Model-Agnostic Design
The framework's model-agnostic design allows for seamless integration with various forecasting backbones, making it a versatile solution for tackling non-stationarity in time series forecasting.
Improved Forecasting Accuracy
TimeAPN's incorporation of amplitude and phase information and its collaborative de-normalization process enable improved long-term forecasting accuracy across multiple prediction horizons.
Demerits
Computational Complexity
TimeAPN's explicit modeling of non-stationary factors and its collaborative de-normalization process may introduce additional computational complexity, potentially impacting its scalability and efficiency.

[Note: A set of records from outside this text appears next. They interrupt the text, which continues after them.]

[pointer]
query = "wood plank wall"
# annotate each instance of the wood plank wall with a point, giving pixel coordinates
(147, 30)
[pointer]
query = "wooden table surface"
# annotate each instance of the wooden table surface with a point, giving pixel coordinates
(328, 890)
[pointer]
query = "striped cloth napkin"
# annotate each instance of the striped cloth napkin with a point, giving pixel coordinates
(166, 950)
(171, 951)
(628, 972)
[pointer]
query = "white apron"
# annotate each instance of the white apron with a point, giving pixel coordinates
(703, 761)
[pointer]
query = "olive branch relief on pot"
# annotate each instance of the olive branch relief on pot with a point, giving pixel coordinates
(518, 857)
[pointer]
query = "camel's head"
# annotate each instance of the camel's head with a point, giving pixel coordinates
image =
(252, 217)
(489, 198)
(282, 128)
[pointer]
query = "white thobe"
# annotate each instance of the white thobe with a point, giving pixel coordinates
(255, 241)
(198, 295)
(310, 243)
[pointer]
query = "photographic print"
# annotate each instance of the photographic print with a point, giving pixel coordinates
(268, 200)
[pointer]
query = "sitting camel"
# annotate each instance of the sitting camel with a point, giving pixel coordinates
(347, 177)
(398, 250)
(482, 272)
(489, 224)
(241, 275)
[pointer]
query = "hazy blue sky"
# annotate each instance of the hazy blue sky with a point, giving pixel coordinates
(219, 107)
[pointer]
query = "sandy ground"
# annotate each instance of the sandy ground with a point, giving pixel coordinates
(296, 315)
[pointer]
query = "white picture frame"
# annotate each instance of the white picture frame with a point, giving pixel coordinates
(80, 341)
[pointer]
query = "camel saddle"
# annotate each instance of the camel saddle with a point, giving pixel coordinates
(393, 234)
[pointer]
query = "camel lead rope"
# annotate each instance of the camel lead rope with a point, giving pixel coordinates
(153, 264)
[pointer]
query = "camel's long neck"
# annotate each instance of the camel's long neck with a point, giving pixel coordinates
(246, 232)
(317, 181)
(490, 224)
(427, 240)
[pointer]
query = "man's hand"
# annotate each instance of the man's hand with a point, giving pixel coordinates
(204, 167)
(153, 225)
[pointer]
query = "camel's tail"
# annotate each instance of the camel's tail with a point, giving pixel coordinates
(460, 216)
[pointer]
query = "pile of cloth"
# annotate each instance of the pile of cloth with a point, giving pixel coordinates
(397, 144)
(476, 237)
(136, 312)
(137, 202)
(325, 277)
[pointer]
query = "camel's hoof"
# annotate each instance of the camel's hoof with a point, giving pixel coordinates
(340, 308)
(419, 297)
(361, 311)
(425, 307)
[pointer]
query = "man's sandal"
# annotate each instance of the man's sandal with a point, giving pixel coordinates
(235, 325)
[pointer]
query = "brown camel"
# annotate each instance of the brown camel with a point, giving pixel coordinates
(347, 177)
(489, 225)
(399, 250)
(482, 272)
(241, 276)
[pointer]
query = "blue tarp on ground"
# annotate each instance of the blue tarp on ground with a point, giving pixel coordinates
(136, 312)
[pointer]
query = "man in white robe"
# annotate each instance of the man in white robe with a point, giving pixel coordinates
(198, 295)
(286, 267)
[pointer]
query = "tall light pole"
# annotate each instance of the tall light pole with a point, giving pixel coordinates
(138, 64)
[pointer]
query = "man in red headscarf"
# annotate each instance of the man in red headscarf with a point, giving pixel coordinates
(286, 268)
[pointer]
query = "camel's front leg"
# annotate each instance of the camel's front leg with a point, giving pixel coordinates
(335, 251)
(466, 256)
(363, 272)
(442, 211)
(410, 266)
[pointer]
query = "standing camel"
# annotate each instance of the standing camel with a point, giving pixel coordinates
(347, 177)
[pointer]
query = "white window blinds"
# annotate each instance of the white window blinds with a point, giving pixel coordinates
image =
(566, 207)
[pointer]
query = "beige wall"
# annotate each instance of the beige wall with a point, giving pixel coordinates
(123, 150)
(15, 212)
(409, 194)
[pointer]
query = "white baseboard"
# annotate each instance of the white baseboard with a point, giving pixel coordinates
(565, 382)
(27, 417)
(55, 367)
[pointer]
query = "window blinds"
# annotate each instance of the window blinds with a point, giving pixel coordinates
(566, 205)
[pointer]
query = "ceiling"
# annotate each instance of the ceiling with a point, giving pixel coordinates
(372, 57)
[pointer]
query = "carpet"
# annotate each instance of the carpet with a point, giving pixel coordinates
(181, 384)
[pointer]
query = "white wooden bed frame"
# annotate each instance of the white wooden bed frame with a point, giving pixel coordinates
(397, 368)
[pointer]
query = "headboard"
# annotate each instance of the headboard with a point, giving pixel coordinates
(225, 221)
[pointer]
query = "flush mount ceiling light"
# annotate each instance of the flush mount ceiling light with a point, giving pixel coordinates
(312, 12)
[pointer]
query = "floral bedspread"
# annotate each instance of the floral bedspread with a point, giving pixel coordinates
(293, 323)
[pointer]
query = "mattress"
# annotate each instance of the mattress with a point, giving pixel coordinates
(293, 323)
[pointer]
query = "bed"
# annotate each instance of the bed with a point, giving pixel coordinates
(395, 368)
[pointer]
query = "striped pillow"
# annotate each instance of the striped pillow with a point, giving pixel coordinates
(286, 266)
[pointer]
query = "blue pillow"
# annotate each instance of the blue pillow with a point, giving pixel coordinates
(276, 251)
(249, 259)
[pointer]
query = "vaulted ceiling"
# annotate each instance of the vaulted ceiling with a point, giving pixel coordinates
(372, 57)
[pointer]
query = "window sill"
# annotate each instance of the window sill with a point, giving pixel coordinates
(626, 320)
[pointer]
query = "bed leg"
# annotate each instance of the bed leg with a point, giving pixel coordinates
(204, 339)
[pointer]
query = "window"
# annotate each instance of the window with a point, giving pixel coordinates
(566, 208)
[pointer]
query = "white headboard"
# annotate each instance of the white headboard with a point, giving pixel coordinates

Assumption of Stationarity in Frequency Domain
The framework's assumption of stationarity in the frequency domain may not hold in all cases, potentially affecting the accuracy of its predictions.
Expert Commentary
TimeAPN is a significant contribution to the field of time series forecasting, addressing the fundamental challenge of non-stationarity in multivariate long-term forecasting. The framework's explicit modeling of non-stationary factors from both the time and frequency domains, its incorporation of amplitude and phase information, and its collaborative de-normalization process enable improved long-term forecasting accuracy. While TimeAPN's computational complexity and assumption of stationarity in the frequency domain represent potential limitations, its model-agnostic design and versatility make it a promising solution for tackling non-stationarity in time series forecasting. As the field continues to evolve, it will be essential to explore the applicability of TimeAPN to other domains and to further develop its potential for real-world applications.
Recommendations
- ✓ Future research should focus on exploring the applicability of TimeAPN to other domains and on developing more efficient and scalable implementations of the framework.
- ✓ The development of more effective normalization techniques, such as those that account for non-linear relationships and non-stationarity in the frequency domain, is essential for improving the accuracy of time series forecasting models.